It has been known that H2O2-nonproducing organisms are common causes of infections in patients with chronic granulomatous disease (CGD) (Segal et al., 2000 ). CGD is an inherited disease involving phagocyte dysfunction, and is characterized by recurrent pyogenic infections that usually begin early in life (Gallin et al., 1983
; Roos, 1994
). The NADPH oxidase complex in CGD granulocytes produces deficient levels of H2O2. This results in impaired intracellular killing (Roos, 1994
), which is compensated for partially by the H2O2 production of some infecting micro-organisms. Here we report the impaired bactericidal activity of CGD granulocytes against H2O2-nonproducing S. pyogenes strains.

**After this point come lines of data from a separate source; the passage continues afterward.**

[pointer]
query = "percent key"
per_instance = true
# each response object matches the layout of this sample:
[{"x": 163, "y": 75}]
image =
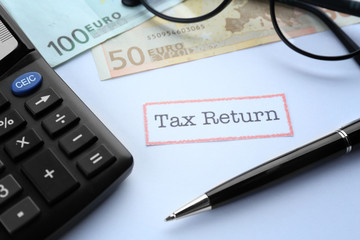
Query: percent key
[{"x": 10, "y": 122}]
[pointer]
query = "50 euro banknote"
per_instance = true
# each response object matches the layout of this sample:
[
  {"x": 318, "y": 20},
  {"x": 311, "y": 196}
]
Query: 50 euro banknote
[{"x": 158, "y": 43}]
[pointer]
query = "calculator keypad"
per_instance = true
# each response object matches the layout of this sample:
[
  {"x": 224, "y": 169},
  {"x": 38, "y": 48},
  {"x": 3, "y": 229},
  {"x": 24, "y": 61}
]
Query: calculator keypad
[
  {"x": 59, "y": 121},
  {"x": 49, "y": 176},
  {"x": 23, "y": 144},
  {"x": 42, "y": 102},
  {"x": 53, "y": 179},
  {"x": 19, "y": 214},
  {"x": 9, "y": 187},
  {"x": 10, "y": 122}
]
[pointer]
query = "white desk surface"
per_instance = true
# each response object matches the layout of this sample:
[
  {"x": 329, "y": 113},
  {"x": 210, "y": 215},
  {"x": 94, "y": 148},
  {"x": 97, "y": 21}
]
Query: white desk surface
[{"x": 321, "y": 203}]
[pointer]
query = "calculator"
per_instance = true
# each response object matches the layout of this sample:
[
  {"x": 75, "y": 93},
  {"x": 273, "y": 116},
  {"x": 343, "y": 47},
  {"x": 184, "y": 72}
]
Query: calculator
[{"x": 57, "y": 159}]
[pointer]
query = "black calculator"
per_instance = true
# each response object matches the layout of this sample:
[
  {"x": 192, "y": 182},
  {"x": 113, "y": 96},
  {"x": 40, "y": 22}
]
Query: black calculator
[{"x": 57, "y": 159}]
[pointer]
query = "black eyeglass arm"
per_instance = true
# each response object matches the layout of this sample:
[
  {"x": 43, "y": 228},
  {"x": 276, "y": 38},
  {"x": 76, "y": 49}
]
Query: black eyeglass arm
[
  {"x": 351, "y": 7},
  {"x": 349, "y": 44}
]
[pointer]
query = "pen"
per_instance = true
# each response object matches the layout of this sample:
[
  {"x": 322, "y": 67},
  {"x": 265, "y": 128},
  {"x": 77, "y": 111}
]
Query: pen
[{"x": 332, "y": 145}]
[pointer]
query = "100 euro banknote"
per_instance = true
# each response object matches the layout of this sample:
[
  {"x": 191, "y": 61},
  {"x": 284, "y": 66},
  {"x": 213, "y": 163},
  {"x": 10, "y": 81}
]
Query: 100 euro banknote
[
  {"x": 61, "y": 29},
  {"x": 158, "y": 43}
]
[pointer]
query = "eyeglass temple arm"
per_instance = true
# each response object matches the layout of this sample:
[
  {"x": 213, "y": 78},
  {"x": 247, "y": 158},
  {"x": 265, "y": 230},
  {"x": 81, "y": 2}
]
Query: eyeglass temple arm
[
  {"x": 350, "y": 45},
  {"x": 351, "y": 7}
]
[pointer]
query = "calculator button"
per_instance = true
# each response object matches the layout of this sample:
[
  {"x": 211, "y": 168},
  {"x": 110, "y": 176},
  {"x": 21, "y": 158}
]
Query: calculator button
[
  {"x": 23, "y": 144},
  {"x": 77, "y": 140},
  {"x": 42, "y": 102},
  {"x": 49, "y": 176},
  {"x": 96, "y": 161},
  {"x": 26, "y": 83},
  {"x": 19, "y": 214},
  {"x": 3, "y": 101},
  {"x": 9, "y": 187},
  {"x": 10, "y": 121},
  {"x": 59, "y": 121}
]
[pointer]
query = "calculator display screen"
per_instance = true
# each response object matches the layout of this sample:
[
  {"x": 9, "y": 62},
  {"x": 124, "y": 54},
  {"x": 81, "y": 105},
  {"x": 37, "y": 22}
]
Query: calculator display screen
[{"x": 8, "y": 43}]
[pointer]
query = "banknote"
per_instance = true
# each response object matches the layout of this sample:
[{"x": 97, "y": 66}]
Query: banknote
[
  {"x": 158, "y": 43},
  {"x": 61, "y": 29}
]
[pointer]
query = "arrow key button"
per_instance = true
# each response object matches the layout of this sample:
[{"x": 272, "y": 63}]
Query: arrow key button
[{"x": 42, "y": 102}]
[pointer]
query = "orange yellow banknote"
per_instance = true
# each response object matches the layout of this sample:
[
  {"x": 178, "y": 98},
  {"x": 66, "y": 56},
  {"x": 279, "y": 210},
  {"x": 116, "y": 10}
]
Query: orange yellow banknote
[{"x": 158, "y": 43}]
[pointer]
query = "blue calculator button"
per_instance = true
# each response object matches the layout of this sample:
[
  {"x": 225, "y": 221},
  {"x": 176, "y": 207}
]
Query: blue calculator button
[{"x": 26, "y": 83}]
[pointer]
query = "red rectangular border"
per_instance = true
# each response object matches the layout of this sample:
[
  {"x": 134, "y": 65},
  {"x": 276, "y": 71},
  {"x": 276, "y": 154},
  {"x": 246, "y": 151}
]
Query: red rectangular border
[{"x": 282, "y": 95}]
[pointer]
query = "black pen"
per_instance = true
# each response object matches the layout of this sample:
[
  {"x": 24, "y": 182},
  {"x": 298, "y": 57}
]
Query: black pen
[{"x": 332, "y": 145}]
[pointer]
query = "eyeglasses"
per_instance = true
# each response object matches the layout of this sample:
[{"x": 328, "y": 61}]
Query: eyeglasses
[{"x": 291, "y": 19}]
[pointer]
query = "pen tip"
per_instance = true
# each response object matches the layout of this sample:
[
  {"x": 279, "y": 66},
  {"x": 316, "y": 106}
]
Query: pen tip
[{"x": 170, "y": 218}]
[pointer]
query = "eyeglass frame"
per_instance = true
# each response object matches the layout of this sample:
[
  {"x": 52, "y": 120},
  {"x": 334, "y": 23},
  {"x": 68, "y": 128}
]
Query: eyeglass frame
[{"x": 351, "y": 46}]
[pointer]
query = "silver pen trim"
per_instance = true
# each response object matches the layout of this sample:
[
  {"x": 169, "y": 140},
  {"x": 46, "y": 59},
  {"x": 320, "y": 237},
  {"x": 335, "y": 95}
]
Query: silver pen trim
[
  {"x": 198, "y": 205},
  {"x": 344, "y": 135}
]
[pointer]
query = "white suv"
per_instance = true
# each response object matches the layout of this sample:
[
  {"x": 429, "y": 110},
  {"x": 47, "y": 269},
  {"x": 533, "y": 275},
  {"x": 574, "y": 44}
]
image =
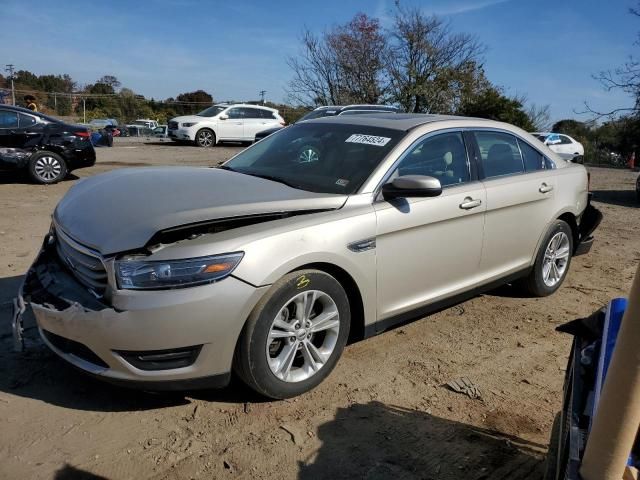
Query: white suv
[{"x": 236, "y": 122}]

Recently, gene targeting has led to the development of mouse models for both X-linked (gp91-phox-) and autosomal recessive (p47-phox-) forms of CGD (Jackson et al., 1995 ; Pollock et al., 1995
). To compare the virulence of H2O2-producing and H2O2-nonproducing strains for CGD in vivo, we infected X-linked CGD mice with S. pyogenes strains (via the footpads of the animals). H2O2-nonproducing S. pyogenes strains provoked prominent footpad swelling and were more lethal to CGD mice.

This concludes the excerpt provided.